Implantar e equipar de modo qualitativo bibliotecas que sejam públicas são ações que podem resolver parte considerável do problema da falta de leitura. “Ao lado disso são necessários conjuntos de medidas que apontem para outras maneiras de significar esses lugares. Temos que considerar que em grande medida somos herdeiros de uma tradição cultural que vê a biblioteca como esse local sagrado, diferenciado. Esses significados se prendem a elementos de permanência. Como estar alegremente num local que costuma exigir silêncio absoluto dos usuários e é cheio de impedimentos de toda natureza? O desafio é buscar outros modos de compor, usar e praticar esses espaços”, indica a professora Lilian Lopes. Um exemplo disso é a Biblioteca Modelo de Manguinhos, inaugurada no ano passado, no Rio de Janeiro, com recursos do Ministério da Cultura. A área onde antes existiam galpões foi totalmente urbanizada e tornou-se local de maior concentração de equipamentos sociais em uma comunidade da cidade. “É uma biblioteca pública multifuncional. Seu formato contempla ludoteca, filmoteca, sala de leitura para portadores de deficiências visuais, acervo digital de música, cineteatro, cafeteria, acesso gratuito à Internet. Este é um exemplo de como o conceito de biblioteca pode ser ampliado, distanciando-se muito dessa ideia de ‘depósito de livros’. Precisamos avançar mais nessa direção”, complementa o presidente da FBN.

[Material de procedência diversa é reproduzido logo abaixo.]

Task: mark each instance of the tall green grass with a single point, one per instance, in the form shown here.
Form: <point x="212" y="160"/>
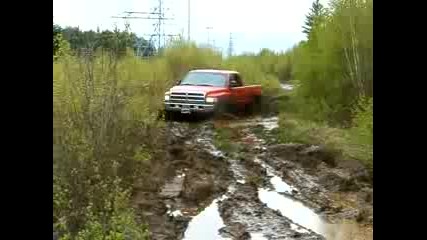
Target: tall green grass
<point x="105" y="107"/>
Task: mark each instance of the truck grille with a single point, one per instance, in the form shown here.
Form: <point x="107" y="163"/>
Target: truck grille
<point x="183" y="97"/>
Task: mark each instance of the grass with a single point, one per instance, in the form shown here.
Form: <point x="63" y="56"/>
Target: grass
<point x="105" y="127"/>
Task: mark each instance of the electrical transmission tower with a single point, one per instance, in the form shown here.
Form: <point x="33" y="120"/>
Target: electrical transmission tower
<point x="157" y="14"/>
<point x="230" y="46"/>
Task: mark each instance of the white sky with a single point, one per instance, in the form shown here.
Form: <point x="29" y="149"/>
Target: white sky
<point x="255" y="24"/>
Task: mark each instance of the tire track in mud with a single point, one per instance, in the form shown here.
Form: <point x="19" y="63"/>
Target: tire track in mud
<point x="244" y="215"/>
<point x="242" y="194"/>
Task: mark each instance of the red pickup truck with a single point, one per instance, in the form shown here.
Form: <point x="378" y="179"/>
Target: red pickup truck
<point x="211" y="91"/>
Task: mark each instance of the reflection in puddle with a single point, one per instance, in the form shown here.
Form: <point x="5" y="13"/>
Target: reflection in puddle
<point x="294" y="210"/>
<point x="298" y="229"/>
<point x="206" y="224"/>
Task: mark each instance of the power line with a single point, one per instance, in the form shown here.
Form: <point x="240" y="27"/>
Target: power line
<point x="156" y="14"/>
<point x="230" y="46"/>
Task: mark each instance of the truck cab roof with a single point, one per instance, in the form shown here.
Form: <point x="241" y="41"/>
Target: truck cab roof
<point x="215" y="71"/>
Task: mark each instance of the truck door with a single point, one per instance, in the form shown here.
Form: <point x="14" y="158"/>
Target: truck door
<point x="237" y="90"/>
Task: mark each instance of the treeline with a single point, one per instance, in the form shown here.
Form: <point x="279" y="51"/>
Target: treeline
<point x="79" y="40"/>
<point x="334" y="66"/>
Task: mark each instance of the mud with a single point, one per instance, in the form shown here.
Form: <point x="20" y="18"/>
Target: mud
<point x="257" y="189"/>
<point x="194" y="178"/>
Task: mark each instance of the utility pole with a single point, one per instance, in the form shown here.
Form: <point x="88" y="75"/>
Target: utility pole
<point x="158" y="15"/>
<point x="209" y="40"/>
<point x="230" y="46"/>
<point x="189" y="18"/>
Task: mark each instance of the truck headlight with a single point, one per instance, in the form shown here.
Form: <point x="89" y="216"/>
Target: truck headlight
<point x="211" y="99"/>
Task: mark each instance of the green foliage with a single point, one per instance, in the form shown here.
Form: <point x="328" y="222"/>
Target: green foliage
<point x="335" y="68"/>
<point x="112" y="40"/>
<point x="354" y="143"/>
<point x="362" y="130"/>
<point x="314" y="18"/>
<point x="60" y="45"/>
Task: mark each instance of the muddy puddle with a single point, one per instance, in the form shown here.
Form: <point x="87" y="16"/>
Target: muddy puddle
<point x="261" y="197"/>
<point x="206" y="224"/>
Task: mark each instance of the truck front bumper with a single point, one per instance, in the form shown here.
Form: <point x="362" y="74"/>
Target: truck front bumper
<point x="187" y="108"/>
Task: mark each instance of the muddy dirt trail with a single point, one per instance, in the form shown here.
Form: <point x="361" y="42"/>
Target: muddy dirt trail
<point x="254" y="188"/>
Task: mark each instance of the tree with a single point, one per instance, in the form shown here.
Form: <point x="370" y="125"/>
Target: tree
<point x="314" y="17"/>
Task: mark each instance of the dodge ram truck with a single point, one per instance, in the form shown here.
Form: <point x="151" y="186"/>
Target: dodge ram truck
<point x="211" y="91"/>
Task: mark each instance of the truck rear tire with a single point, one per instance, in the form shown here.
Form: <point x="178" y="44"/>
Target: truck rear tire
<point x="169" y="116"/>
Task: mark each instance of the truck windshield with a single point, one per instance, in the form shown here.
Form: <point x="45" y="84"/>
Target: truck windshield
<point x="204" y="79"/>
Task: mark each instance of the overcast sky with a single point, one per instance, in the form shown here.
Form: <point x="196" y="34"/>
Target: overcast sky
<point x="254" y="24"/>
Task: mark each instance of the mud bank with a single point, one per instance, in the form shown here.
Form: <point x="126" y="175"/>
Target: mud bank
<point x="253" y="189"/>
<point x="194" y="177"/>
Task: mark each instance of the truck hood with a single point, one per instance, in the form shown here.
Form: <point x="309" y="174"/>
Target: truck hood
<point x="204" y="89"/>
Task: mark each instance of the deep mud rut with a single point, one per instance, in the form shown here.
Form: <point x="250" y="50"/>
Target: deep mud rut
<point x="257" y="190"/>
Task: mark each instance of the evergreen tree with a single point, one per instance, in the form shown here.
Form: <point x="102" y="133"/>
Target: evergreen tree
<point x="317" y="12"/>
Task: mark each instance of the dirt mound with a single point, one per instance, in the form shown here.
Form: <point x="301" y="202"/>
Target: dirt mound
<point x="308" y="156"/>
<point x="187" y="178"/>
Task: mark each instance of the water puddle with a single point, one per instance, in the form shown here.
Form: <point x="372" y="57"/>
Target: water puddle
<point x="206" y="224"/>
<point x="292" y="209"/>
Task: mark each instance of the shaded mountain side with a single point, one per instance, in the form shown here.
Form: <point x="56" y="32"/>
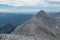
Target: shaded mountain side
<point x="39" y="24"/>
<point x="8" y="28"/>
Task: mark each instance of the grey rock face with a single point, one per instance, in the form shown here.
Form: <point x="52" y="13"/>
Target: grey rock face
<point x="40" y="24"/>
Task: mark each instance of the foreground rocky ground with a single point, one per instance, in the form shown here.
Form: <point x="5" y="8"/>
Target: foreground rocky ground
<point x="21" y="37"/>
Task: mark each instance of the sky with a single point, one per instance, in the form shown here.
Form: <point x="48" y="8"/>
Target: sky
<point x="29" y="5"/>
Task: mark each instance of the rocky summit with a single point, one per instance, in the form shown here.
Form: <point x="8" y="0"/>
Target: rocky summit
<point x="39" y="26"/>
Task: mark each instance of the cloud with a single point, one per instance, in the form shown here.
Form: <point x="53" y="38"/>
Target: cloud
<point x="25" y="10"/>
<point x="24" y="2"/>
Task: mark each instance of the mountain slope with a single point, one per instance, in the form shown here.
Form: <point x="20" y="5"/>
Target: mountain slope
<point x="40" y="24"/>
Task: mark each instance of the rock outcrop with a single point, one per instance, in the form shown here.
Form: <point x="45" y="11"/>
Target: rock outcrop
<point x="39" y="25"/>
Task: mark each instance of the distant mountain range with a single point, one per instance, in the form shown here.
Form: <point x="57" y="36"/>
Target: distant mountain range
<point x="39" y="25"/>
<point x="9" y="21"/>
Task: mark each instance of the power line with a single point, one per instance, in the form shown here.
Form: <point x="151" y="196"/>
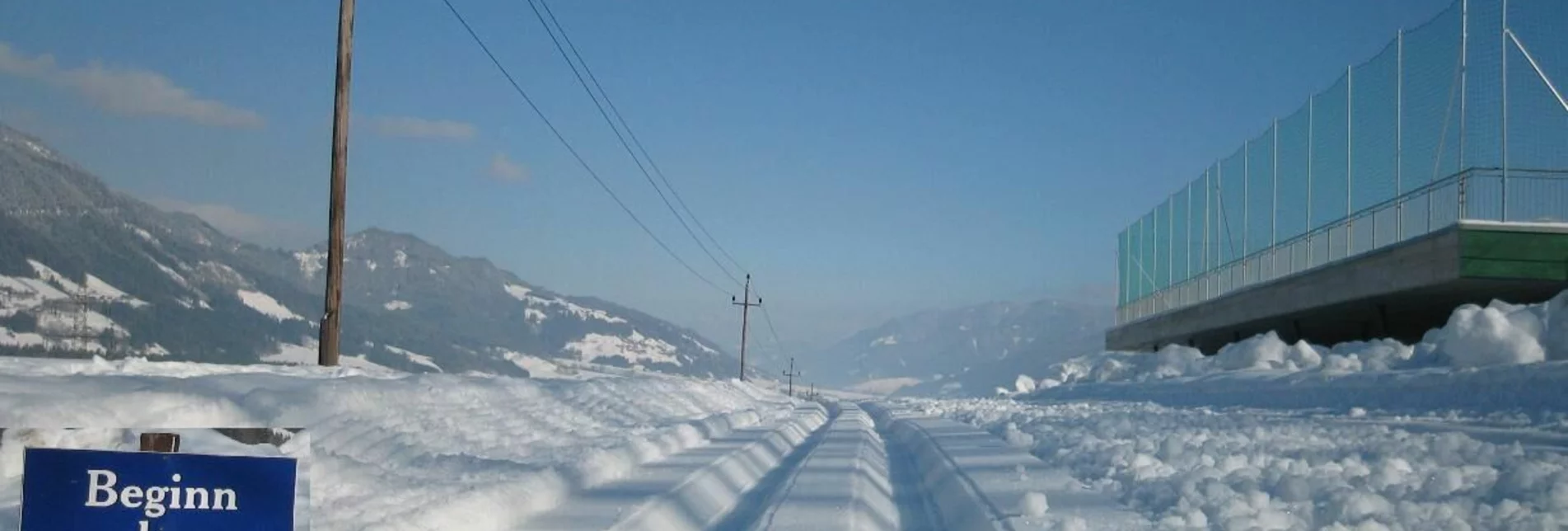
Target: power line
<point x="774" y="331"/>
<point x="562" y="139"/>
<point x="635" y="142"/>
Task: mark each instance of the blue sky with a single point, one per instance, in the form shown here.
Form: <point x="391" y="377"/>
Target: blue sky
<point x="864" y="159"/>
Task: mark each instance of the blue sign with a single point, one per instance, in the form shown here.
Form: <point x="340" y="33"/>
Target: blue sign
<point x="85" y="489"/>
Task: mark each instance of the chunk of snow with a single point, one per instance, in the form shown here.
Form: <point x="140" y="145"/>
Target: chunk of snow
<point x="1493" y="335"/>
<point x="46" y="274"/>
<point x="535" y="316"/>
<point x="267" y="305"/>
<point x="883" y="385"/>
<point x="517" y="291"/>
<point x="101" y="289"/>
<point x="634" y="349"/>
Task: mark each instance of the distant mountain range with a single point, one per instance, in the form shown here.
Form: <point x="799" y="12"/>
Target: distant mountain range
<point x="967" y="350"/>
<point x="90" y="270"/>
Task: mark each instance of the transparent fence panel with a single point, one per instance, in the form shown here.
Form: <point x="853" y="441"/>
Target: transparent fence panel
<point x="1537" y="118"/>
<point x="1330" y="154"/>
<point x="1374" y="133"/>
<point x="1260" y="194"/>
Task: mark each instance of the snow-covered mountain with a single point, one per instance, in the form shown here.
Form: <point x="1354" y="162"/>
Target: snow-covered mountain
<point x="90" y="270"/>
<point x="965" y="350"/>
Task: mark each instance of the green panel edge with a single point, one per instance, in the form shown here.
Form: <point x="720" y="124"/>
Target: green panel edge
<point x="1521" y="255"/>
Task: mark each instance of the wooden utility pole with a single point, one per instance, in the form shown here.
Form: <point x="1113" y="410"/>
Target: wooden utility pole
<point x="745" y="313"/>
<point x="791" y="374"/>
<point x="335" y="241"/>
<point x="165" y="444"/>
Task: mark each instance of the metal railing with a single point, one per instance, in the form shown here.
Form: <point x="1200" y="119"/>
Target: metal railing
<point x="1533" y="197"/>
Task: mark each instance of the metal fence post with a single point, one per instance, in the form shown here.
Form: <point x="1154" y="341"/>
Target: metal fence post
<point x="1247" y="200"/>
<point x="1503" y="45"/>
<point x="1311" y="118"/>
<point x="1350" y="104"/>
<point x="1399" y="135"/>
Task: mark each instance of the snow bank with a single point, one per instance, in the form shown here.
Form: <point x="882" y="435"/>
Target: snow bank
<point x="1474" y="336"/>
<point x="430" y="451"/>
<point x="1198" y="468"/>
<point x="979" y="482"/>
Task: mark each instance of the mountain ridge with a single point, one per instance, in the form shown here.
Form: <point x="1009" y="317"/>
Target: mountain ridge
<point x="206" y="296"/>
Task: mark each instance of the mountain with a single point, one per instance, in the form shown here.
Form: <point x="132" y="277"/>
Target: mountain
<point x="87" y="270"/>
<point x="965" y="350"/>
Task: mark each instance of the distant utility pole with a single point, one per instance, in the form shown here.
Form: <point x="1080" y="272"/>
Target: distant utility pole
<point x="791" y="374"/>
<point x="745" y="313"/>
<point x="335" y="242"/>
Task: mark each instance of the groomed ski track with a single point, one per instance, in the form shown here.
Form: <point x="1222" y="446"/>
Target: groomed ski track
<point x="842" y="465"/>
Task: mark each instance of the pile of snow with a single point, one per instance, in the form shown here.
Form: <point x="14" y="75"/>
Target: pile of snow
<point x="1248" y="470"/>
<point x="267" y="305"/>
<point x="883" y="387"/>
<point x="1500" y="333"/>
<point x="428" y="451"/>
<point x="635" y="349"/>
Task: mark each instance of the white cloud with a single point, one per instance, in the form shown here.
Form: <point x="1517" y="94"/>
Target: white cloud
<point x="126" y="90"/>
<point x="420" y="128"/>
<point x="243" y="225"/>
<point x="505" y="170"/>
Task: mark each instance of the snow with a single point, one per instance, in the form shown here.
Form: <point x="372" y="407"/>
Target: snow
<point x="521" y="293"/>
<point x="93" y="322"/>
<point x="427" y="451"/>
<point x="883" y="385"/>
<point x="267" y="305"/>
<point x="414" y="357"/>
<point x="526" y="294"/>
<point x="535" y="316"/>
<point x="635" y="349"/>
<point x="311" y="263"/>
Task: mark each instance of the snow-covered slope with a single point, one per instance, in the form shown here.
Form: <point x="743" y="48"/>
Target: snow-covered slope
<point x="451" y="451"/>
<point x="970" y="350"/>
<point x="85" y="270"/>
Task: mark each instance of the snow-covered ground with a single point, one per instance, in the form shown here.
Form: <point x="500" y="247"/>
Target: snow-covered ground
<point x="397" y="451"/>
<point x="1467" y="430"/>
<point x="116" y="439"/>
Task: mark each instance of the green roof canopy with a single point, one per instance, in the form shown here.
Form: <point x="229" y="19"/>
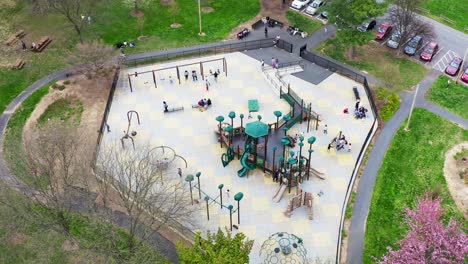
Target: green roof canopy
<point x="256" y="129"/>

No entanto, pesquisa feita pelo próprio Ministério da Cultura e divulgada no final do ano passado aponta que a situação ainda é catastrófica. A maioria das bibliotecas abre precariamente nos horários comerciais (quem trabalha não tem acesso); falta pessoal especializado; o nível de informatização é baixo; a maioria das bibliotecas não possui sistemas informatizados e, principalmente, ainda não há um sistema de bibliotecas com hierarquia (bibliotecas de porte que supram as necessidades de regiões com maior quantidade de acervo), interligação e sistemas de empréstimos entre si.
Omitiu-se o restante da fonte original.